Rz. 13

Anders als bei der Einkommensteuer, die den Erbanfall grds. als steuerneutral behandelt und eventuelle Einkünfterealisierungen in erster Linie im Bereich der Erbauseinandersetzung annimmt, unterliegt der Erbschaftsteuer gerade der unentgeltliche Erwerb von Todes wegen. Die Erbauseinandersetzung als solche ist grds. steuerneutral, weil der Erwerbstatbestand "Erwerb durch Erbanfall" mit dem Anfall des Erblasservermögens beim Erben bzw. der Erbengemeinschaft abgeschlossen und vollendet ist.

 

Rz. 14

Der Erbschaftsteuer unterliegen folgende Erwerbsvorgänge:

Da Einzelunternehmen und Anteile an Kapitalgesellschaften (zur Nachfolge in Personengesellschaftsanteile s. Rdn 60 ff.) zwingend vererblich sind, erfolgt in der ersten Stufe ein Erwerb durch Erbanfall (§§ 1922, 1942 BGB) bei dem oder den Erben, der nach § 3 Abs. 1 Nr. 1 ErbStG der Erbschaftsteuer unterliegt.
Der Erwerb des oder der Erben durch Erbanfall kann dadurch beschwert sein, dass der Anteil weiter übertragen werden muss (zweite Stufe). In Betracht kommt, dass der Erblasser durch noch nicht vollzogene Schenkung unter Lebenden oder durch echte Schenkung auf den Todesfall (§ 3 Abs. 1 Nr. 2 Satz 1 ErbStG), durch eine Auflage (§ 3 Abs. 2 Nr. 2 ErbStG) oder durch ein Vermächtnis (§ 3 Abs. 1 Nr. 1, 3. Alt. ErbStG) eine Weiterübertragung des Anteils angeordnet hat, die bei diesen Erwerbern einen nach den zitierten Vorschriften steuerbaren Erwerb begründet.
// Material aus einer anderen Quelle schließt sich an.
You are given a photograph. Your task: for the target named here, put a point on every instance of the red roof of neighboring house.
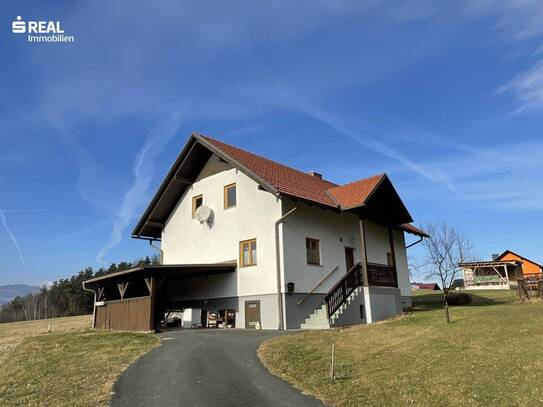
(518, 255)
(427, 286)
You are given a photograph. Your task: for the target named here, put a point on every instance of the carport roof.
(187, 270)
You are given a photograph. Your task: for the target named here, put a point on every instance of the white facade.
(186, 241)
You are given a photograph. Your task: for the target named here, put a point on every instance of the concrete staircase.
(318, 319)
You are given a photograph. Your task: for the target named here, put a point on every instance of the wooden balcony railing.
(339, 293)
(382, 275)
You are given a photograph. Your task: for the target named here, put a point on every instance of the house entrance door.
(252, 314)
(349, 258)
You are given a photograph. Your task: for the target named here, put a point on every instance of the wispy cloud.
(143, 171)
(83, 231)
(528, 88)
(504, 176)
(12, 237)
(344, 127)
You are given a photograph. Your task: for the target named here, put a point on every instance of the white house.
(278, 247)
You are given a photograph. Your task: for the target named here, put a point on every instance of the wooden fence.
(131, 314)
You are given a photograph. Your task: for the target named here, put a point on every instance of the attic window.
(247, 253)
(197, 201)
(230, 196)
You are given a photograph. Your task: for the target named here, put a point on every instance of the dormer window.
(197, 201)
(230, 197)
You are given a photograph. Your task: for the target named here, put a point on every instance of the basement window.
(247, 253)
(390, 260)
(312, 248)
(229, 196)
(197, 201)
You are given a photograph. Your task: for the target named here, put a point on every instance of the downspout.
(93, 305)
(278, 266)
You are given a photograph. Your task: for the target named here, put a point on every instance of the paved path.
(206, 368)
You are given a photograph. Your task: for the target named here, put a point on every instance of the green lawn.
(489, 355)
(72, 366)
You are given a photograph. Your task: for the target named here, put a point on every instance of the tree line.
(64, 297)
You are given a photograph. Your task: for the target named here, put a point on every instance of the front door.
(252, 314)
(349, 258)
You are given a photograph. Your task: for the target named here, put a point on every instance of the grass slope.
(72, 366)
(488, 356)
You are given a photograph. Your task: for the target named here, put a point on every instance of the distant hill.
(9, 292)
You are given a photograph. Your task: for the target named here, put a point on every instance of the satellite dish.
(203, 213)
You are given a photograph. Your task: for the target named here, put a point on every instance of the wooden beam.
(148, 283)
(393, 254)
(152, 290)
(122, 289)
(363, 253)
(182, 180)
(160, 282)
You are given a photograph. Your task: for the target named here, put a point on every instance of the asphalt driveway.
(206, 368)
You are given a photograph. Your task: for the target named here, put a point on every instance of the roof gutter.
(278, 266)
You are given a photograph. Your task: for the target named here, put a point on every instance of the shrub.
(459, 299)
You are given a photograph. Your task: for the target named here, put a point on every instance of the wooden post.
(540, 288)
(363, 253)
(151, 286)
(332, 365)
(522, 290)
(392, 253)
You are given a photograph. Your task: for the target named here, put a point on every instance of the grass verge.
(489, 355)
(69, 367)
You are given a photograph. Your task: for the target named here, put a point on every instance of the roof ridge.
(380, 175)
(212, 139)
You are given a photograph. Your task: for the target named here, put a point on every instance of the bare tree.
(445, 248)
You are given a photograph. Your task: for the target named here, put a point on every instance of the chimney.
(315, 174)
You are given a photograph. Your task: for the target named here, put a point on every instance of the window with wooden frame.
(230, 196)
(197, 201)
(312, 248)
(247, 253)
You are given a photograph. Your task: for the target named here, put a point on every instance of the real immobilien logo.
(40, 31)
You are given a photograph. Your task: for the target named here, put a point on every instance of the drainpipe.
(278, 266)
(93, 305)
(414, 243)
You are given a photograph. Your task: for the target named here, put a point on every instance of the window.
(197, 201)
(229, 196)
(312, 251)
(247, 253)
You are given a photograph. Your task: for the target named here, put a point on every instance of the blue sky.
(446, 97)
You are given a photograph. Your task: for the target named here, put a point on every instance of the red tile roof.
(355, 194)
(271, 175)
(284, 179)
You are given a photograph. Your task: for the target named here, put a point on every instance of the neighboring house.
(425, 286)
(274, 246)
(502, 271)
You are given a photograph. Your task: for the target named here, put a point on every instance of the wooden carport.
(127, 300)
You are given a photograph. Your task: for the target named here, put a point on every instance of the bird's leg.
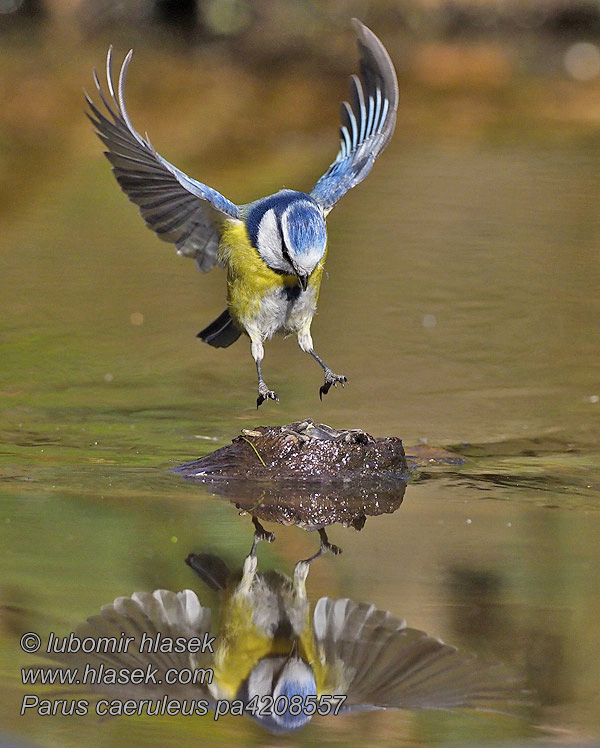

Auch in diesen Fällen ist der angefallene Geschäftsanteil zunächst in der ersten Stufe als Erwerb durch Erbanfall beim Erben zu erfassen; die Minderung der Bereicherung durch die Beschwerung ist als Nachlassverbindlichkeit nach § 10 Abs. 5 ErbStG zu berücksichtigen.
Denkbar ist auch eine Vereinbarung zwischen den Erben oder zwischen den Erben und einem Vermächtnisnehmer oder zwischen den Erben und einem Pflichtteilsberechtigten über eine Ausschlagung der Erbschaft oder des Vermächtnisses oder den Verzicht auf einen entstandenen[22] Pflichtteilsanspruch, jeweils gegen (Sach-)Abfindung (Abfindungserwerb, § 3 Abs. 2 Nr. 4 ErbStG). Eine derartige Vereinbarung erlaubt den Beteiligten nach dem Tod des Erblassers eine Disposition über den Gegenstand des Erwerbs im erbschaftsteuerlichen Sinne.[23]
[22] Zu der Frage, ob der Anspruch bereits geltend gemacht sein darf vgl. Troll/Gebel/Jülicher/Gottschalk, ErbStG, § 3 Rn 333.
[23] Zur Abgrenzung der Abfindungserwerbe von Leistungen an Erfüllung statt i.S.d. § 364 Abs. 1 BGB vgl. BFH, 7.10.1998 – II R 52/96, BStBl II 1999, S. 23; Daragan, ZEV 1999, 35; Gebel, ZEV 1999, 85; zur ertragsteuerlichen Behandlung – keine Anerkennung der zivilrechtlichen Rückwirkung der Ausschlagung (§ 1953 Abs. 1 BGB) – vgl. BMF-Schreiben v. 14.3.2006, BStBl I 2006, S. 253 Tz. 37.